Moving forward, the UCSF group hopes to team up with collaborators to find chemical compounds that will activate the EHMT1 enzyme. If they succeed, perhaps we will someday be able to use medication to increase production of brown fat—and, in turn, burn up extra calories and white fat.

References:

[1] EHMT1 controls brown adipose cell fate and thermogenesis through the PRDM16 complex. Ohno H, Shinoda K, Ohyama K, Sharp LZ, Kajimura S. Nature. 2013 Nov 6.

[2] Initiation of myoblast to brown fat switch by a PRDM16-C/EBP-beta transcriptional complex. Kajimura S, Seale P, Kubota K, Lunsford E, Frangioni JV, Gygi SP, Spiegelman BM. Nature. 2009 Aug 27;460(7259):1154-8.

NIH support: National Institute of Diabetes and Digestive and Kidney Diseases

 

12 thoughts on “Fighting Obesity: New Hopes From Brown Fat

  1. I would like to volunteer for your study.I cannot get rid of belly fat.I have DM2 and I am an RN diabetes educator

    • Thanks for your comment, Nancy! The research described above used genetically engineered mice and databases of human genetic information.

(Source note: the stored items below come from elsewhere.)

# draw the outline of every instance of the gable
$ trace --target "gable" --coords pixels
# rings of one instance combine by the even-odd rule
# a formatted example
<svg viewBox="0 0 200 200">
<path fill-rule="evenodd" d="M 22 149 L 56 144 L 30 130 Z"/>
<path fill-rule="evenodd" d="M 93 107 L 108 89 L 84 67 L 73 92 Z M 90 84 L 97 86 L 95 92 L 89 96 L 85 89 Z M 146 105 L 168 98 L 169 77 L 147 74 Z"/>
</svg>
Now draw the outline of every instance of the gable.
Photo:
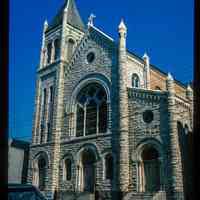
<svg viewBox="0 0 200 200">
<path fill-rule="evenodd" d="M 87 58 L 90 53 L 93 53 L 95 57 L 91 63 Z M 81 66 L 82 69 L 93 66 L 103 70 L 116 65 L 116 62 L 116 46 L 114 42 L 93 27 L 90 27 L 77 46 L 68 66 L 66 66 L 66 74 L 70 73 L 77 65 L 78 67 Z"/>
</svg>

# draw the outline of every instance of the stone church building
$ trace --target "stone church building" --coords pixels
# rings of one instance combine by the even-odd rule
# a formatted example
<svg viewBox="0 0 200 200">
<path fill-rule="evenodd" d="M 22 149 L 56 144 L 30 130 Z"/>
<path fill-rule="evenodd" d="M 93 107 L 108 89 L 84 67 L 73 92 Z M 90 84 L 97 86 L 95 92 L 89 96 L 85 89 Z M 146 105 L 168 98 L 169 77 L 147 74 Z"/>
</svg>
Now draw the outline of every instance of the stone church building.
<svg viewBox="0 0 200 200">
<path fill-rule="evenodd" d="M 128 51 L 123 20 L 114 41 L 93 18 L 65 0 L 44 23 L 29 183 L 49 199 L 189 199 L 191 87 Z"/>
</svg>

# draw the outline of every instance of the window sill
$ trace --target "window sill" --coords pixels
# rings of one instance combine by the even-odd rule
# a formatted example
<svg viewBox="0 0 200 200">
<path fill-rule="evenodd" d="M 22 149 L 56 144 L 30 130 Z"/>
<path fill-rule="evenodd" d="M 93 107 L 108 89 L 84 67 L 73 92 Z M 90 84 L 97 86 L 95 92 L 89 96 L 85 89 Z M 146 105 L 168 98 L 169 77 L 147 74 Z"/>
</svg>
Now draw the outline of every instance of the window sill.
<svg viewBox="0 0 200 200">
<path fill-rule="evenodd" d="M 83 141 L 83 140 L 89 140 L 89 139 L 96 139 L 96 138 L 101 138 L 101 137 L 107 137 L 107 136 L 111 136 L 111 132 L 108 131 L 107 133 L 99 133 L 97 135 L 87 135 L 87 136 L 81 136 L 81 137 L 70 137 L 67 140 L 64 140 L 61 143 L 69 143 L 69 142 L 78 142 L 79 140 Z"/>
</svg>

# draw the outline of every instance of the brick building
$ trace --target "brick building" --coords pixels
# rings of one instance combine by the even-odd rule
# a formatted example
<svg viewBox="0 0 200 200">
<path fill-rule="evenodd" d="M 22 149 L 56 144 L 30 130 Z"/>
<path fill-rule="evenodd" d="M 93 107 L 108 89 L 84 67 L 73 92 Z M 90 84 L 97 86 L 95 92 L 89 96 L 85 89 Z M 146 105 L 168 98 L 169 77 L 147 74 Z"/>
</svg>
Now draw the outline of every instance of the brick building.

      However, there are many human clinical trials focused on obesity an/or type 2 diabetes. A searchable database is available at http://www.clinicaltrials.gov.

  2. I’ll volunteer for a study if one begins. I was 165 lbs, a bicyclist, and when I was 26, I gained 60 lbs in 3 months and 40 lbs in the next year. That’s 2/3rds of a lb per day! With no change in diet. My thyroid had failed. So, I went on thyroid. Despite the replacement, I’m still 100 lbs overweight. I’ve exercised heavily since 7th grade (1980)

    I went from biking in 2001 to running. I run 6 times per week, 30 to 60 minutes. It lowered my blood pressure, but it hasn’t helped the weight much. I have to avoid anything with carbohydrates because I start gaining weight with incredible speed. Scans not surprisingly show my stomach is normal-sized. Even when I could eat real food, I never over-ate, not even as a teen. I miss a real diet. I miss cause and effect.

    William Hunt
    M.S.E.E. (conservation biology); B.S. Geology; B.S. Civil Engineering Tech. (OIT); etc.

    • @william I was about the same age as you when I was Dx with hypothyroidism, and thirty one years later I, too, cannot shed those “first” thirty pounds. I acknowledge your commitment to regular exercise.

  3. How long would it be when the researchers are done with this study and are they sure it would work on obese humans?”

  4. I too was 110 lbs as a young adult. I gained weight with pregnancies and stayed at about 124 lbs. All of a sudden I started to gain. I went from 124 to 232 in about 15 years. Thyroid OK. The changes started post-op after kidney stone surgery 1984. I had to fight to keep my weight down, had a 3rd child and went to a diet doc to try and keep controlled and lost all the weight in 1990. It crept back on even with exercise. I have given up and am miserable. Are there clinical trials?